Desperate plea to accommodate Chinese workers evicted and allegedly left without pay

A union boss is pleading for help from the public, after a group of migrant workers were evicted after allegedly being left without pay or work.

Mike Treen, Unite Union's national director, is calling for help providing accommodation to 23 Chinese workers brought to New Zealand to help with Auckland's construction boom.

The men were part of a group of 48 who signed contracts with recruitment firm National Personnel Limited (NPL), after they say they were brought to the country by another man, Peter Li, for between $40,000 and $55,000.

But they were issued trespass notices and claim representatives from the firm have taken their passports, their food, their bedding, and even their toilet paper.

After a discussion with police over the legitimacy of the attempted eviction, Mr Treen said the men left the property when police insisted the eviction should go ahead.

NPL's lawyer, Nicholas Russell, said the eviction was justified as the workers were "unlawfully occupying a building and new accommodation has been found".

However, the group say they can't afford to pay for that or for rent elsewhere, and Mr Treen is appealing to the public for help in accommodating members of the group.

"We will be asking people in the public, who may have some sympathy, to maybe help out," he said.

On Tuesday evening, the workers stayed in emergency accommodation at a Glen Innes community centre and had their possessions returned to them by police.

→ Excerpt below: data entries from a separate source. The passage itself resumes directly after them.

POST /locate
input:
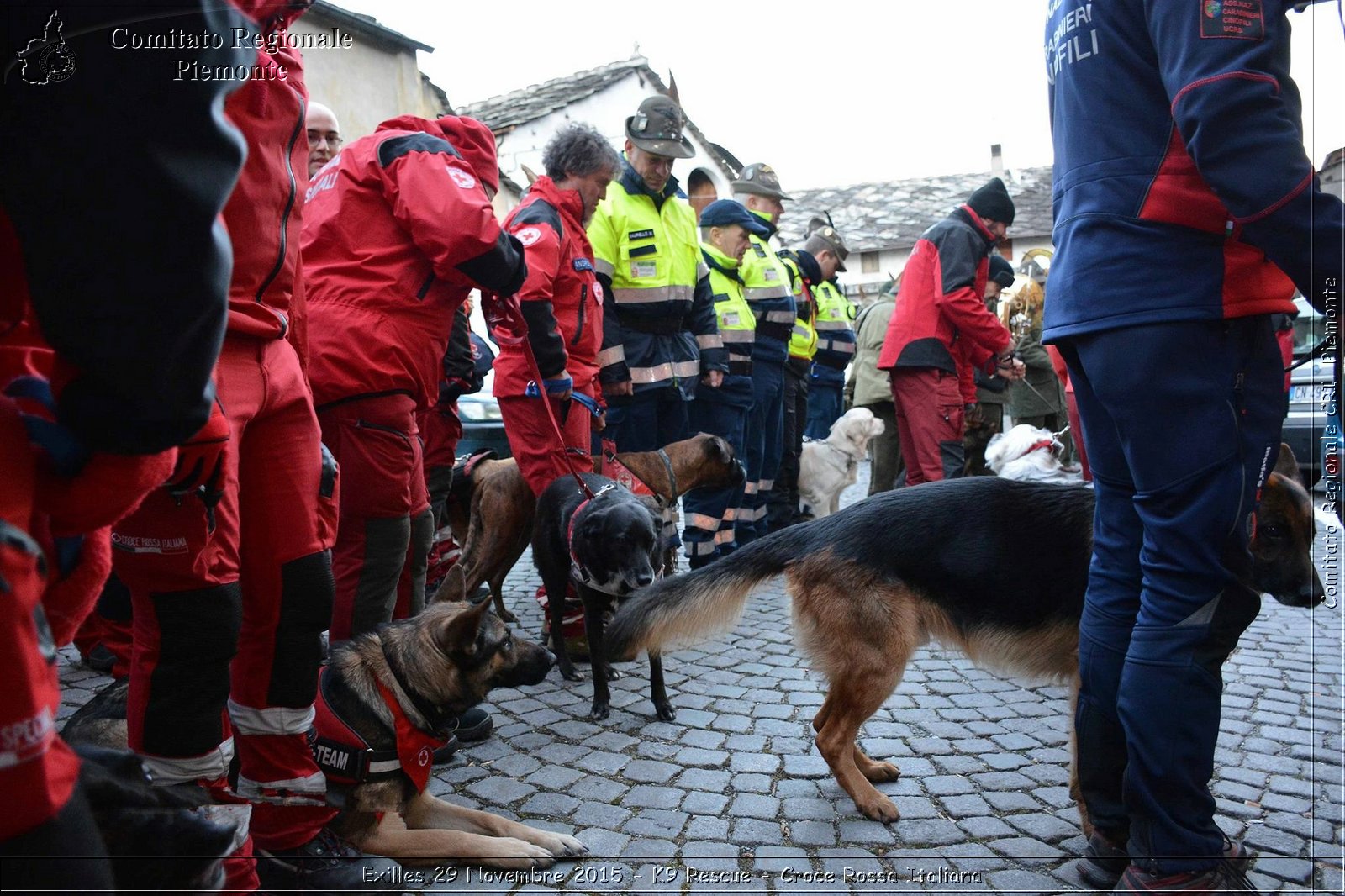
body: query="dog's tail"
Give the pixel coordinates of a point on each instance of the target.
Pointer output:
(683, 609)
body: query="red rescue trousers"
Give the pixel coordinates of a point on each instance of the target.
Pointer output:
(230, 603)
(930, 421)
(533, 440)
(382, 542)
(37, 770)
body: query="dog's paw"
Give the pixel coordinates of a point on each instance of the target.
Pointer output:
(518, 855)
(880, 809)
(562, 845)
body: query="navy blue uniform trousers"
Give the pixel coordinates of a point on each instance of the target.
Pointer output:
(1181, 423)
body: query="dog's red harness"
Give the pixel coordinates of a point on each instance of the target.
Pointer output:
(346, 757)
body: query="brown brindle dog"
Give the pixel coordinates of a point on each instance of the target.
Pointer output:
(491, 510)
(955, 561)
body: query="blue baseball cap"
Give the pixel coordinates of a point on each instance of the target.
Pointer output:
(723, 213)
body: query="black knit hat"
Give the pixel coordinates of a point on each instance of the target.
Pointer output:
(993, 202)
(1001, 271)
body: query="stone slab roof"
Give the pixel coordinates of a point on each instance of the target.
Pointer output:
(892, 214)
(509, 111)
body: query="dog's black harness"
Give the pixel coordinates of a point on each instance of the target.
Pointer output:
(340, 752)
(343, 754)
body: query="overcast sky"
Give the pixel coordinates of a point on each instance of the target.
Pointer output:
(829, 92)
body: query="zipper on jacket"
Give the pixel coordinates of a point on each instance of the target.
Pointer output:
(424, 289)
(578, 331)
(289, 203)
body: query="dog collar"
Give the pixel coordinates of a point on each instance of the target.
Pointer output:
(441, 720)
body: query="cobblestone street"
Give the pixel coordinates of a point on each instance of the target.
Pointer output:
(733, 797)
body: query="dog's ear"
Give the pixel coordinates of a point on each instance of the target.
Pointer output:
(724, 450)
(457, 635)
(1286, 465)
(454, 587)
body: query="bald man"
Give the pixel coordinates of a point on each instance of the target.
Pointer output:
(323, 138)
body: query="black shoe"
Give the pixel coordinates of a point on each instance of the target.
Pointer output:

"We're going to go down there and deliver a letter of protest to ask them to just be a little human and humane."

While Mr Russell said: "if [workers] come to the country and work dries up, there's not much they can do about it" and NPL says minimum wages were paid, Mr Treen said the company failed to provide them proper work.

"It was a promise of fulltime work and a guarantee of a minimum number of hours a week - at least 30 or 40 hours a week," said Mr Treen.

"The long-term solution is to allow these people to get work. There is work to be had in New Zealand. Construction workers are needed."

He said without unions like Unite, there would be no one to look after the workers.

Immigration NZ is investigating Mr Li, and the recruitment firm is cooperating with inquiries.